Jesus zählt zwei Katastrophen auf. Da ist zum einem das Verbrechen des Pilatus, der Galiläer beim Opfer umbringen ließ, da ist zum anderen der Einsturz des Turmes von Schilóach. Immer kamen Menschen ums Leben, die redlich waren, neben großen Sündern. Diese Katastrophen stehen für viele tragische Unglücksfälle in der Welt. Leicht können wir gerade aus der letzten Zeit einige hinzufügen.

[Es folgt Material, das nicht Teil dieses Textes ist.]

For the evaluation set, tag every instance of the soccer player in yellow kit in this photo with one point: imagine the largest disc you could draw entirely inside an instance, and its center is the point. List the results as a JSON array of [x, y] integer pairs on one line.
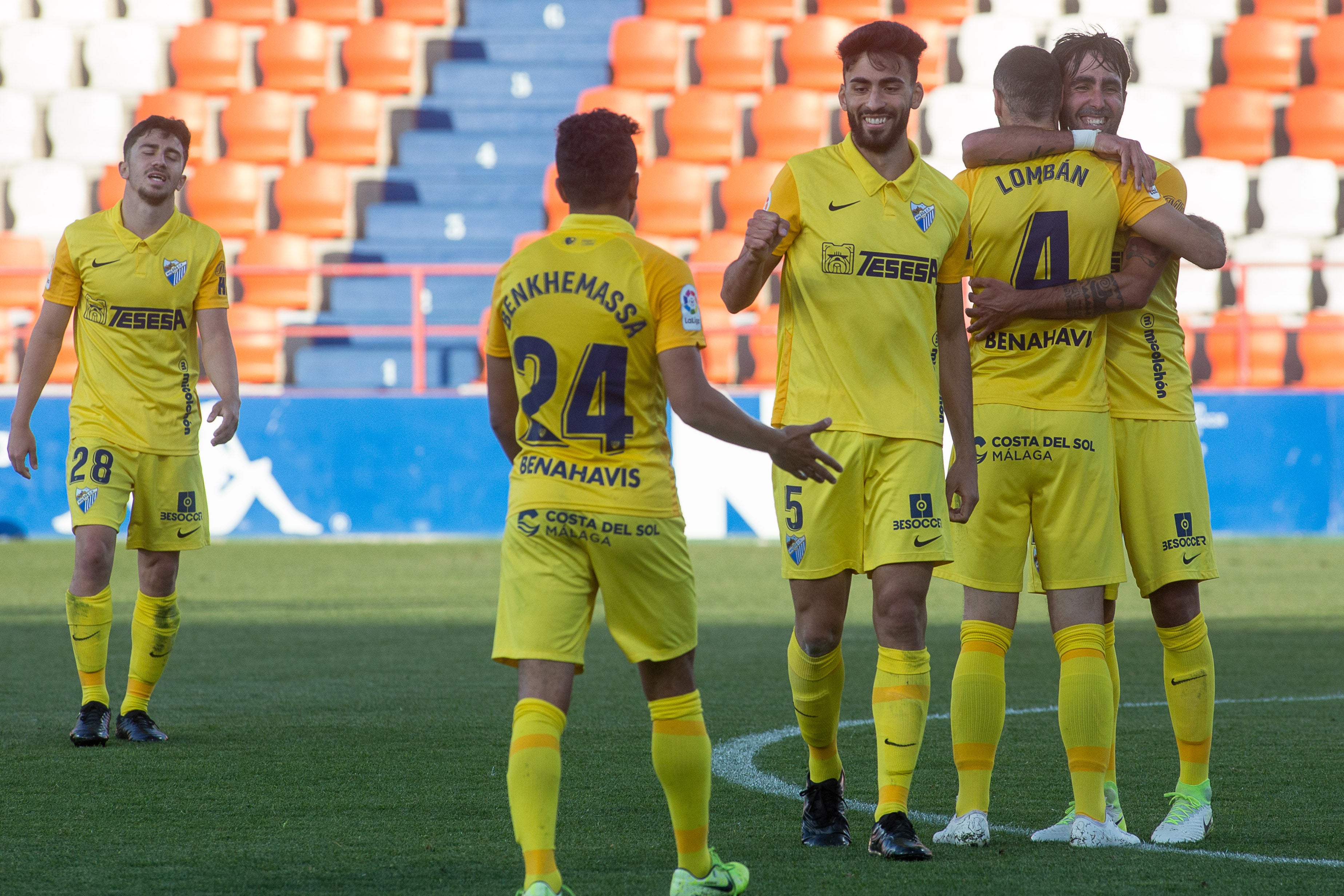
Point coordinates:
[[142, 279], [869, 339], [1045, 446], [1160, 468], [593, 331]]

Die im Evangelium aufgeführten Unglücke könnten ersetzt werden durch das Erdbeben in Chile, in Haiti, durch das Zugunglück, durch die vielen Kriege in Nahost. Jesus würde auch uns die Frage stellen: meint ihr, dass nur die Menschen gesündigt haben. Euch wird es ebenso treffen, wenn ihr euch nicht bekehrt.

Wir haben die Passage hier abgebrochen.